Local authorities that come into contact with a potential unregistered school are told to “not give the setting any impression it is acceptable to operate unregistered”.
Local authorities are said to have “overarching responsibility for safeguarding and promoting the welfare of all children . . . regardless of the types of educational setting they attend”.
However, the Freiston case has raised questions about the due diligence councils carry out over such placements.
Essex County Council told Schools Week it knew Freiston was unregistered before it sent two “exceptionally vulnerable” children there.
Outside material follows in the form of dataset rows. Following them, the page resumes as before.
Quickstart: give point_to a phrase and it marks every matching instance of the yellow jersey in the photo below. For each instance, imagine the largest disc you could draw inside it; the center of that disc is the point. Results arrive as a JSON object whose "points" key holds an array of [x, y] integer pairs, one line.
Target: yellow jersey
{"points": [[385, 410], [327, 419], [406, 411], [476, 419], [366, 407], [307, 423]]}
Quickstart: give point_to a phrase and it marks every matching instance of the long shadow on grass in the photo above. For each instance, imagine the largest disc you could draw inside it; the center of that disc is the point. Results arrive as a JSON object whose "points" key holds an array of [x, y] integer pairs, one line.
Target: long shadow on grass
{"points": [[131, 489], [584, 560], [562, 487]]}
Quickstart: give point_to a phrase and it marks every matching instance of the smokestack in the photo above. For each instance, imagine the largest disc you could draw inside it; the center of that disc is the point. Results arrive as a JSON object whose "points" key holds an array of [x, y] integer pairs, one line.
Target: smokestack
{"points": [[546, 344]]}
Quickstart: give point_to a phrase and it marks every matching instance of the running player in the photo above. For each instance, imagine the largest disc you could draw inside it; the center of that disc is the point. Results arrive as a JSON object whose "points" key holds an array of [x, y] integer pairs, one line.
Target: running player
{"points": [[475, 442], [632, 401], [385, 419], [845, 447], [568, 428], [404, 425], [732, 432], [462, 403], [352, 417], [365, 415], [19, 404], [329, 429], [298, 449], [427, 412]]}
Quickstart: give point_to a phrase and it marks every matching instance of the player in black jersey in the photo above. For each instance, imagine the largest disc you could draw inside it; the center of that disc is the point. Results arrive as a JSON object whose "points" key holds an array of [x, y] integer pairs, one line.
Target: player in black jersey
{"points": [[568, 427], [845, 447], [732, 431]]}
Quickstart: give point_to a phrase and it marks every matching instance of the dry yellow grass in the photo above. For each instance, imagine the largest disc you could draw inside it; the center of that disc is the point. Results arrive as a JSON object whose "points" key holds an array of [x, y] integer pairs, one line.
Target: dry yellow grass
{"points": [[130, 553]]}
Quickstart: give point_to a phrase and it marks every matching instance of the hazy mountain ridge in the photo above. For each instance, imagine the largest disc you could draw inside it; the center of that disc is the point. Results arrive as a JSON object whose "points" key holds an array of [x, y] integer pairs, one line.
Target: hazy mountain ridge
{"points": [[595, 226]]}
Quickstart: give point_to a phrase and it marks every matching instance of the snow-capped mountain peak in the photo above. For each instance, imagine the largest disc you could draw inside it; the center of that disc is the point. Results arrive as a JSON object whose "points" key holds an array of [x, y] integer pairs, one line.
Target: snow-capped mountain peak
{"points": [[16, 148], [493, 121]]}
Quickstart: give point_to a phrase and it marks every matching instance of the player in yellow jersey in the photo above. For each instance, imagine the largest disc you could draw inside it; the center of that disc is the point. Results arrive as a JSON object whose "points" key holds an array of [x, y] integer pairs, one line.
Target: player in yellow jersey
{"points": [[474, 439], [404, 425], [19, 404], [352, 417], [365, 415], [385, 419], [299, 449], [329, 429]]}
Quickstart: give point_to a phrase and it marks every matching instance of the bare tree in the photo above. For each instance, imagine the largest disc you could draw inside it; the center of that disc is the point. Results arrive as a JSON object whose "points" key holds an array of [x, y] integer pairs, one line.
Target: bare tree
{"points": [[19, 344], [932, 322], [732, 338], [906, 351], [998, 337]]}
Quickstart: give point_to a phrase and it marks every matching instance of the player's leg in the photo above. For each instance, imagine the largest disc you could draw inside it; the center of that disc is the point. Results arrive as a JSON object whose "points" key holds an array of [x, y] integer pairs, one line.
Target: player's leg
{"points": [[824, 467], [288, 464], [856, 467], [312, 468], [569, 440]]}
The council spent £288,000 on the placements between January and August last year.
The authority claimed Freiston’s leaders had assured them registration was “imminent” and the council faced a “very challenging placement situation”.
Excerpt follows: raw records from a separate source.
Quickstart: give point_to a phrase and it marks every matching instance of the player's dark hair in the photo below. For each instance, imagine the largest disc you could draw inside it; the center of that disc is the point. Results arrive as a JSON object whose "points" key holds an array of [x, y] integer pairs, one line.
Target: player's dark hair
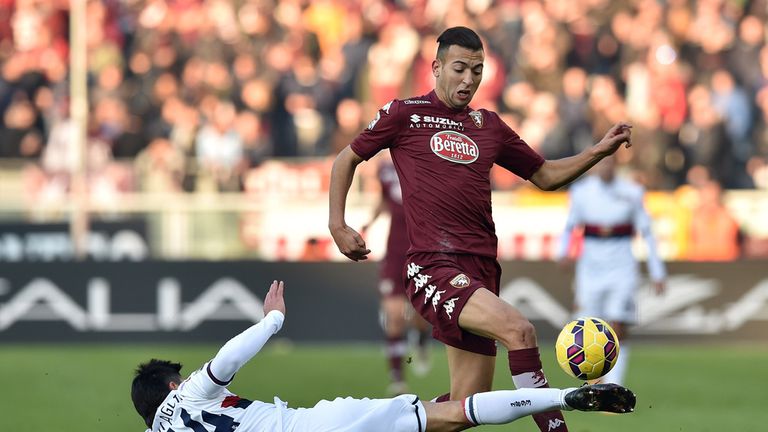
{"points": [[461, 36], [150, 386]]}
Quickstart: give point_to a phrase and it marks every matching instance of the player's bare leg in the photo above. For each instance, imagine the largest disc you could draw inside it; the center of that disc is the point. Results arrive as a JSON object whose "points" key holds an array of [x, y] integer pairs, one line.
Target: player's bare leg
{"points": [[470, 372], [485, 314], [506, 406], [395, 330], [421, 331]]}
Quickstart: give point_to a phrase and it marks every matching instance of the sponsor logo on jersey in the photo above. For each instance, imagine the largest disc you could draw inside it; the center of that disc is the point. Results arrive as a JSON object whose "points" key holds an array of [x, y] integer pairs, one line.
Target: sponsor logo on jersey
{"points": [[460, 281], [416, 102], [455, 147], [477, 118], [432, 122]]}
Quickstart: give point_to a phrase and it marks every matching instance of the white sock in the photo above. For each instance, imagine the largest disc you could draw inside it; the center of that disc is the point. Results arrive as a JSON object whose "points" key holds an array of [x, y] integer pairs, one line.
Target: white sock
{"points": [[619, 371], [505, 406]]}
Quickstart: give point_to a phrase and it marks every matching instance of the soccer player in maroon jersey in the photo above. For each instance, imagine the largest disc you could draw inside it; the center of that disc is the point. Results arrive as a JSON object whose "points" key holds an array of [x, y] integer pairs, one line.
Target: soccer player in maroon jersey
{"points": [[443, 151], [397, 313]]}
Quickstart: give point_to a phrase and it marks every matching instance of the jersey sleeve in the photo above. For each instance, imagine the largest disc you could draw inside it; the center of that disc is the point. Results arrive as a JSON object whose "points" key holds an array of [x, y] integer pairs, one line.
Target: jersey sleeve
{"points": [[515, 154], [219, 372], [381, 132]]}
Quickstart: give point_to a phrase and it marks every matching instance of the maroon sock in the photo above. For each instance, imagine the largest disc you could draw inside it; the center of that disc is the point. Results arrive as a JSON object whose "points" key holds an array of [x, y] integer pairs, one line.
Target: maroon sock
{"points": [[396, 347], [525, 367]]}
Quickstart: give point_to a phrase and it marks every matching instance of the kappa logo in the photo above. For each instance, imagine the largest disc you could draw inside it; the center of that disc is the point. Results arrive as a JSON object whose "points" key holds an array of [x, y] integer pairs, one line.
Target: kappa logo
{"points": [[477, 118], [376, 119], [460, 281], [555, 423]]}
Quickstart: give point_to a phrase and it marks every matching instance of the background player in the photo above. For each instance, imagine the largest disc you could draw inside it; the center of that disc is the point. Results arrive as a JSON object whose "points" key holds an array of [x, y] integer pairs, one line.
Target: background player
{"points": [[610, 210], [443, 151], [202, 403], [397, 313]]}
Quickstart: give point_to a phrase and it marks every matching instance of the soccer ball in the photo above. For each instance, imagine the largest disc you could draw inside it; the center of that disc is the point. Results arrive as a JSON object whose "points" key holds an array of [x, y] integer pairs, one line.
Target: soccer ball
{"points": [[587, 348]]}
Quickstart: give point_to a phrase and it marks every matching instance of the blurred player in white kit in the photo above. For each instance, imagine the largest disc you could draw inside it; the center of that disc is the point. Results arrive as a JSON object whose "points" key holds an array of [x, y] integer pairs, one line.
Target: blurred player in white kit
{"points": [[202, 403], [610, 210]]}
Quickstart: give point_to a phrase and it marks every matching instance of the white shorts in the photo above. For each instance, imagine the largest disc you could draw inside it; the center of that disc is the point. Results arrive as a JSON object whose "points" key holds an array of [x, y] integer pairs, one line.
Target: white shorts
{"points": [[607, 293], [404, 413]]}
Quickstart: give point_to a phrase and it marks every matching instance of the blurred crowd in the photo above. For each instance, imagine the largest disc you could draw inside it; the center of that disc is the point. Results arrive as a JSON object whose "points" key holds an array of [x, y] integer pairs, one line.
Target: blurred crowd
{"points": [[189, 95]]}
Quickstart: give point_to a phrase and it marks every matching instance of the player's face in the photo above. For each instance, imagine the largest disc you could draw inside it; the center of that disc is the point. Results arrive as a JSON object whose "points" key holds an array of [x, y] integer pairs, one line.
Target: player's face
{"points": [[458, 75]]}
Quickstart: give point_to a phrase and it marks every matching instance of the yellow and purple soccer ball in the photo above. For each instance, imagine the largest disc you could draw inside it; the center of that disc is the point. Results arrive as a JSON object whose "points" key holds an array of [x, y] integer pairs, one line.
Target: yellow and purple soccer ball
{"points": [[587, 348]]}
A council spokesman said it was then “subsequently wrongly advised by the provider that the provision had been successful in registration and inspected”.
When notified by Ofsted in July 2018 that the school remained unregistered, Essex claimed it “instantly made plans” to move the youngsters.
Hertfordshire county council spent £131,000 sending four youngsters to Freiston, between October 2017 and August 2018. The council said it has reviewed processes to “ensure no similar situation can arise in the future”.
City of Wolverhampton Council and Rotherham Metropolitan Borough Council sent one youngster each, at a cost of £148,500 and £146,000, respectively.
Birmingham City Council and Reading Borough Council did not fully respond to our Freedom of information requests.
Patricia Hodgkinson, Albert Okoye and Clement Earle have been ordered to pay £1,000 costs for their part in running the unregistered school. They all pleaded guilty.
Ofsted’s special taskforce – which costs £1 million a year – has identified hundreds of potential illegal schools, but just three have been prosecuted.
Any independent setting offering full-time education must be registered with the government, but there is some ambiguity over what constitutes full-time education.
Ofsted last week many illegal schools had pre-prepared “drills” to evacuate children when inspectors visited.
Amanda Spielman, the chief inspector, said: “This case should serve as a warning to local authorities.” She said those that ran the school received “large amounts of public money from local authorities, which were paying for exceptionally vulnerable children to be educated in an unregistered, unsafe school”.
UPDATE (28/11/2019):
Reading Borough Council has since responded to Schools Week’s requests in full revealing local authorities dished out at least £900,000 to the illegal school.
The council sent one youngster to Freiston Hall for 35 weeks at a cost of £208,756.